1 Reply Latest reply on Jul 26, 2010 8:38 PM by 843790

    Low-memory footprint Serialisation


      I have an object that I wish to serialise over RMI in parallel to 8 remote machines. The object is quite large (~2.8GB) and all of the machines have ~4GB heap-space available.

      The object being serialised essentially contains a HashMap:
      HashMap<Node, NodeSet> nodeToSet
      The Node class contains a string, and some primitive values.
      The NodeSet overrides PriorityQueue<Node> again with a couple of primitive values.

      The Map stores a Node as key, and the set to which it belongs as value. Each (node/set) reference is internally interned, and each node appears only in one set. An example:
      a -> {a, c, e}
      b -> {b, d}
      c -> {a, c, e}
      d -> {b, d}
      e -> {a, c, e}

      Using default serialisation, the serialising machine runs into intermittent heap-space problems (three of the eight concurrent transmissions fail). I'm not so knowledgeable about serialisation, but I overrode the writeObject() and readObject() methods to send a stream of the raw sets and reconstruct them manually on the other side (which is fairly cheap anyways given the Map structure). This still encounters the same problems presumably due to the ObjectOutputStream storing objects.

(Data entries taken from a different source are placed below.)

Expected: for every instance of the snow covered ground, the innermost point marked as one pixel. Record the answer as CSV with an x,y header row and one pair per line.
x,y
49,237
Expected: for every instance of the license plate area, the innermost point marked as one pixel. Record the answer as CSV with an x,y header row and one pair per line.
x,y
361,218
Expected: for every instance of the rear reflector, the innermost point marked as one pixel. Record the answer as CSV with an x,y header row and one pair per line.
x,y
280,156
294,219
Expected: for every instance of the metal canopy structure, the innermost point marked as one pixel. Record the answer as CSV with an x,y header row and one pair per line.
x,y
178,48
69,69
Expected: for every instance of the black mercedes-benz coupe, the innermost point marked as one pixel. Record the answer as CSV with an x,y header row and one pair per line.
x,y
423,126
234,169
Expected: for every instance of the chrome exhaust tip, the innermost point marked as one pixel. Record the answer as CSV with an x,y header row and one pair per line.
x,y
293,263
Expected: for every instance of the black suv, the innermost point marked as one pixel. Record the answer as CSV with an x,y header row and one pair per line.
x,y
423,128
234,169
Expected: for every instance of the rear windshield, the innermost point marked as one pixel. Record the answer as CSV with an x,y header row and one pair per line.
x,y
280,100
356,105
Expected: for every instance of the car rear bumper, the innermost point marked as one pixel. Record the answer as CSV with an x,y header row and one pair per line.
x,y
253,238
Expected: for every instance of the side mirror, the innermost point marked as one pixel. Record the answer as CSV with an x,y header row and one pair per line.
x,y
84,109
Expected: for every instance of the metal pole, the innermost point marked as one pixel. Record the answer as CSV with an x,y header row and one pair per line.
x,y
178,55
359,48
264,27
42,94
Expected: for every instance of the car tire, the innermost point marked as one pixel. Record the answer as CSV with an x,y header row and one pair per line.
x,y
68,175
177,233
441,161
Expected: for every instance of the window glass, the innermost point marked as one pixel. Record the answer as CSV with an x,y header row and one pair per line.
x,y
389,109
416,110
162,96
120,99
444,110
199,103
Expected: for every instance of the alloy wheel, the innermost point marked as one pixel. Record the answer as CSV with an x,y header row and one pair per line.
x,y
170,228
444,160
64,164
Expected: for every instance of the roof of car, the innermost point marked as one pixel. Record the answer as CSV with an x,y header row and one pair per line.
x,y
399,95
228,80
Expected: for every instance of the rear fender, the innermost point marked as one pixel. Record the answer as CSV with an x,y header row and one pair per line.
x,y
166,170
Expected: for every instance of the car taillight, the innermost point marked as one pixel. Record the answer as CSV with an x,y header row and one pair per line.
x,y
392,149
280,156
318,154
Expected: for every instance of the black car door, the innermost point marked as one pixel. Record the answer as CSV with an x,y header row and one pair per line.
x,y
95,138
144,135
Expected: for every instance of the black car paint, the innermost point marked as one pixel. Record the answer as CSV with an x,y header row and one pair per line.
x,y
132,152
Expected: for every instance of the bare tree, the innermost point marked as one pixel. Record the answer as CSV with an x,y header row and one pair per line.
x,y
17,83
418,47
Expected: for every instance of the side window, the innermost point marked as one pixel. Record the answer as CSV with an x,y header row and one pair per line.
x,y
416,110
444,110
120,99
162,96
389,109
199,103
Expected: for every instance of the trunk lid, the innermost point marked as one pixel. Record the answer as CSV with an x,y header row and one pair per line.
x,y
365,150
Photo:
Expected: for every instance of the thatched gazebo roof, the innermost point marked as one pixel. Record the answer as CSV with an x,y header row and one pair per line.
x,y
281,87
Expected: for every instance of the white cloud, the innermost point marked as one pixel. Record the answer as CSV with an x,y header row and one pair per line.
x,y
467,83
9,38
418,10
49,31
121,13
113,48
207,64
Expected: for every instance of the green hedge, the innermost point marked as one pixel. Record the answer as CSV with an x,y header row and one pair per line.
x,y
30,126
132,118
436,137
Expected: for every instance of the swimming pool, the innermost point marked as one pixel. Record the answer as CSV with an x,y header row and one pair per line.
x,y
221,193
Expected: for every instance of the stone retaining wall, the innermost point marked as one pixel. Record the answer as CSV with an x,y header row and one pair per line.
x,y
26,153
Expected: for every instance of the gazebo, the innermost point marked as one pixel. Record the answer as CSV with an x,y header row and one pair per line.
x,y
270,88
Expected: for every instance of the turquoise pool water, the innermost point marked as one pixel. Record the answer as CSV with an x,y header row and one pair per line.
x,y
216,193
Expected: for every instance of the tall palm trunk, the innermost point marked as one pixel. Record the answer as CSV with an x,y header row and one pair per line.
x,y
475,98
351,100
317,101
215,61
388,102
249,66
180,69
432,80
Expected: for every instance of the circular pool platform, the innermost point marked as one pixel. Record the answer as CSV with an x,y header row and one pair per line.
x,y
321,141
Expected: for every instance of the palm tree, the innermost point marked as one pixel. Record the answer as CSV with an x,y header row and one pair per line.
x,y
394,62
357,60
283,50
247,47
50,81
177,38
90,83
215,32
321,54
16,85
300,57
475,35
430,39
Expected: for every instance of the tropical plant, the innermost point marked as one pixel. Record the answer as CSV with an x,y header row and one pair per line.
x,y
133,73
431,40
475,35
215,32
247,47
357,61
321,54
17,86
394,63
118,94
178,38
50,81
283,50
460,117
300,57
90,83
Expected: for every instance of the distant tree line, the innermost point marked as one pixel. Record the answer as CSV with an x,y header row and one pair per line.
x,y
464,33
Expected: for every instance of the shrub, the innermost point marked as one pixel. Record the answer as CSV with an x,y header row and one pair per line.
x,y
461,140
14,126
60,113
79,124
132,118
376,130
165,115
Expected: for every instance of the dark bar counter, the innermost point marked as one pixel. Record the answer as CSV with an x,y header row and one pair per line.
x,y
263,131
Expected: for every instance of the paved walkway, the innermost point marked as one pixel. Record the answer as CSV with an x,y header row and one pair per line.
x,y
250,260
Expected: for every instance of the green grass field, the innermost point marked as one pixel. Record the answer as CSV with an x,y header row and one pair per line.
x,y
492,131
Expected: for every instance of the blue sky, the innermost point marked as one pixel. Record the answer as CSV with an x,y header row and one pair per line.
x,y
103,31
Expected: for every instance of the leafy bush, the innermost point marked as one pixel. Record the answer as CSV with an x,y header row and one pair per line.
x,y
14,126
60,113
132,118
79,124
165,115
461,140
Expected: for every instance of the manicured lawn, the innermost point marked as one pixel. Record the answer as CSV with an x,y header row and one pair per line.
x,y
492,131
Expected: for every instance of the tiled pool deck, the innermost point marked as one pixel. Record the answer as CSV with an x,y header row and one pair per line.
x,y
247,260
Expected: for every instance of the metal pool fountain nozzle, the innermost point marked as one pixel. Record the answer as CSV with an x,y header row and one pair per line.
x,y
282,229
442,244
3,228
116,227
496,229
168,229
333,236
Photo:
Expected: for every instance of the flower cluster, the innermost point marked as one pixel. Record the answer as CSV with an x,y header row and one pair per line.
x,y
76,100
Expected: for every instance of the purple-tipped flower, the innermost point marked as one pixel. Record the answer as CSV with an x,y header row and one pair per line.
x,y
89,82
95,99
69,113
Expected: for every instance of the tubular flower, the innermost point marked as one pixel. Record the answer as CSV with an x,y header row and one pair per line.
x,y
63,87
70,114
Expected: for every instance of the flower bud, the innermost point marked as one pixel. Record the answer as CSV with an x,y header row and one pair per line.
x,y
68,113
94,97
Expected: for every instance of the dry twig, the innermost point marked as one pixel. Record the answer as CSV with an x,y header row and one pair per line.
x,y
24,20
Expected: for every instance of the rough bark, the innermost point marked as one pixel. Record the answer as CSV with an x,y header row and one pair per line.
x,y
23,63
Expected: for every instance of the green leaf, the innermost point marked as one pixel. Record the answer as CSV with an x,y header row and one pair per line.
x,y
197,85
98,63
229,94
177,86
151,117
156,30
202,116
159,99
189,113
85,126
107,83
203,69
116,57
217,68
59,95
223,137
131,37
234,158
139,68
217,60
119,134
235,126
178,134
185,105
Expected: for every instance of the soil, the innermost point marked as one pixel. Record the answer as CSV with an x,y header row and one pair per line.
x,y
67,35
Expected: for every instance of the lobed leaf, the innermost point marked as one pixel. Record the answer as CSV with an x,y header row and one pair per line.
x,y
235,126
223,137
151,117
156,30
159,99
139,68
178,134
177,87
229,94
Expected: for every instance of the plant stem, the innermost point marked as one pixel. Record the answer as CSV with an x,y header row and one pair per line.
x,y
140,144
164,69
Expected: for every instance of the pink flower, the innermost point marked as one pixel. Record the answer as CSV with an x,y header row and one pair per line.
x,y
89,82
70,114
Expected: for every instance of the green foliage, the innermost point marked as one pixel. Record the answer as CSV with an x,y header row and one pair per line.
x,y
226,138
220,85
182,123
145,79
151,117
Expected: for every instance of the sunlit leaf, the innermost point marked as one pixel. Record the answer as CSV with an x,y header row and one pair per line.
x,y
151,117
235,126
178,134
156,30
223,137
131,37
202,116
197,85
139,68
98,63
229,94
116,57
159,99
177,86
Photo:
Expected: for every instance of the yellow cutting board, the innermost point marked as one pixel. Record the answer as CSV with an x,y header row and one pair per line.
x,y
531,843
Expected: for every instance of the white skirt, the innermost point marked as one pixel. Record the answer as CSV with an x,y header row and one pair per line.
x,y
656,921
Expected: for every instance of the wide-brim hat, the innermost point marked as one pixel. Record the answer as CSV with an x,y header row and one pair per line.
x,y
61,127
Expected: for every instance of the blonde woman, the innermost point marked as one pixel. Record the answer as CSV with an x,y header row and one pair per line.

      Essentially, I want to send the raw NodeSet values across the wire in a stream without recycling references (which will be unique anyways): i.e., without the memory overhead of storing the objects. I tried intermittently calling reset() on the OOS [see code below], but now I get a "java.io.IOException: stream active" exception.

      I could use writeUnshared() readUnshared(), but this would still call writeObject() readObject() on the underlying Nodes/Strings. I cannot override the Node serialisation as it is used in various other related projects.

      Can anyone suggest an easy way to achieve the serialisation without storing objects in the ObjectOutputStream that could be completely contained within the NodeToSetMap/NodeSet classes?

      I hope my question is clear, and thanks in advance for any help.
      public static class NodeToSetMap implements Serializable {
           private static final int SERIALISATION_RESET_COUNTER = 500;
           private HashMap<Node, NodeSet> nodeToSet;
           private int numberOfSets;
           private int numberOfNodes; //should equals nodeToSet.size()
           private void writeObject(ObjectOutputStream oos) throws IOException {
                int sets= 0;
                for(Map.Entry<Node, NodeSet> e:nodeToSet.entrySet()){
                     if(e.getKey().equals(e.getValue().peek()){ //write set only once
                          if(sets%SERIALISATION_RESET_COUNTER == 0){
                //... log some stats and cross check
           private void readObject(ObjectInputStream ois) throws ClassNotFoundException, IOException {
                nodeToSet= new HashMap<Node,NodeSet>();
                numberOfSets = ois.readInt();
                numberOfNodes = ois.readInt();
                for(int i=0; i<numberOfSets; i++){
                     NodeSet ns = (NodeSet)ois.readObject();
                     for(Node n: ns){
                          nodeToSet.put(n, ns);
                //... log some stats and cross check set/node sizes
      public static class Node implements Serializable, Comparable<Node> ... {
           private String label;
      public static class NodeSet extends PriorityQueue<Node> {
      Edited by: jadroit on Jul 23, 2010 7:00 PM
        • 1. Re: Low-memory footprint Serialisation
          Couldn't find a way around the internal storage of objects in the ObjectOutputStream, so I ended up abandoning the standard serialisation methods and implemented my own encoding of the sets -- that is, not using oos.writeObject(blah), but encoding and writing the sets as bytes, and decoding them on the other end. Now works like a charm.